Tax havens are the countries where the evaded tax money of a sovereign country is stashed on account of a very liberal tax regime. The evaded tax money can take the form of either “hawala” or “money laundering” or “round tripping”. There are at least 91 tax havens hotspots flourishing across the globe. Asian countries, particularly Thailand, Singapore, Hong Kong and Macau, too are emerging as new destinations for parking illicit funds.
Besides Switzerland and Mauritius, Indian money is also said to end up in Seychelles and Macau. Due to the illicit nature of these deposits, pinpointing the journey’s end of the bulk of India’s black money is tenuous at best.

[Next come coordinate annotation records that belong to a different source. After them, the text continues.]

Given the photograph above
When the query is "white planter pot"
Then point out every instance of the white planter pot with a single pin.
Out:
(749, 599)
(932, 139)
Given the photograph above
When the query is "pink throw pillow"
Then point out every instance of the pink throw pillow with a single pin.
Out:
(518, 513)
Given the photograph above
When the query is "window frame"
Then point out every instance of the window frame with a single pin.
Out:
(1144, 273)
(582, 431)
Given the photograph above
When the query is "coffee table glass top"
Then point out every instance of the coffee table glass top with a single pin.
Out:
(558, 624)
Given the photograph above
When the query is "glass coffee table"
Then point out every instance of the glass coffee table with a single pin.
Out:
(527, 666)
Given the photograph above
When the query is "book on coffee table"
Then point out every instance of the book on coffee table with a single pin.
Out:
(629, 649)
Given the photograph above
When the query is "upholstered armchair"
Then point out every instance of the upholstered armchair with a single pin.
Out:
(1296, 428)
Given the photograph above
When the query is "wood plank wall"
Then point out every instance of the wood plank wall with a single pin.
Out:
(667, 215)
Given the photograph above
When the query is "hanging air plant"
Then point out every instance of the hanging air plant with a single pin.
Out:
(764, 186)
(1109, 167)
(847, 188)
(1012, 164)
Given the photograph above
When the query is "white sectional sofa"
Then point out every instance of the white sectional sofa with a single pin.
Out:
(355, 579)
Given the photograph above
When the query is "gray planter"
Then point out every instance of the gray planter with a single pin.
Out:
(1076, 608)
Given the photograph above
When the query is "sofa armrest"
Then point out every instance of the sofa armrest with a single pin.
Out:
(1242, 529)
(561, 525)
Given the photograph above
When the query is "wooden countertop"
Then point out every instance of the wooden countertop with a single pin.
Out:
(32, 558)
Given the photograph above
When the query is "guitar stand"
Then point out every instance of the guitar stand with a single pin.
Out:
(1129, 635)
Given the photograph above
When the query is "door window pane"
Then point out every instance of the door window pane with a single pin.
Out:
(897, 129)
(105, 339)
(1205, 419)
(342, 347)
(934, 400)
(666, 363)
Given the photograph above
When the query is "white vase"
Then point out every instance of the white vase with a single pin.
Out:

The report points out that the reported amount of black money can contract India’s external debt of $230 billion by half and still a significant would be left over to alleviate poverty, increase literacy levels and boost economic development.
The perpetrators of illicit outflows, says the study, are wealthy individuals and private companies. Black money is also abetted by the existence of an ’underground’ economy that emerged out of illegal activities and assets spawned by such activities.
The unabated growth of slush funds is borne out of a growing affinity of culprits for offshore financial centres, or tax havens, at the expense of banks in developed countries such as the US, France and the United Kingdom. The study finds that the share of deposits in offshore tax havens grew to 54.2% in 2009 from 36.4% in 1995.
In the absence of good governance and poor institutional oversight, the desire for the hidden ccumulation of wealth drives more of such transfers.”
Though India cannot end its black money problem alone, yet it can address some immediate challenges like strengthening legal institutions and procedure so that guilty does not go unpunished. Besides tax policies can be rationalized.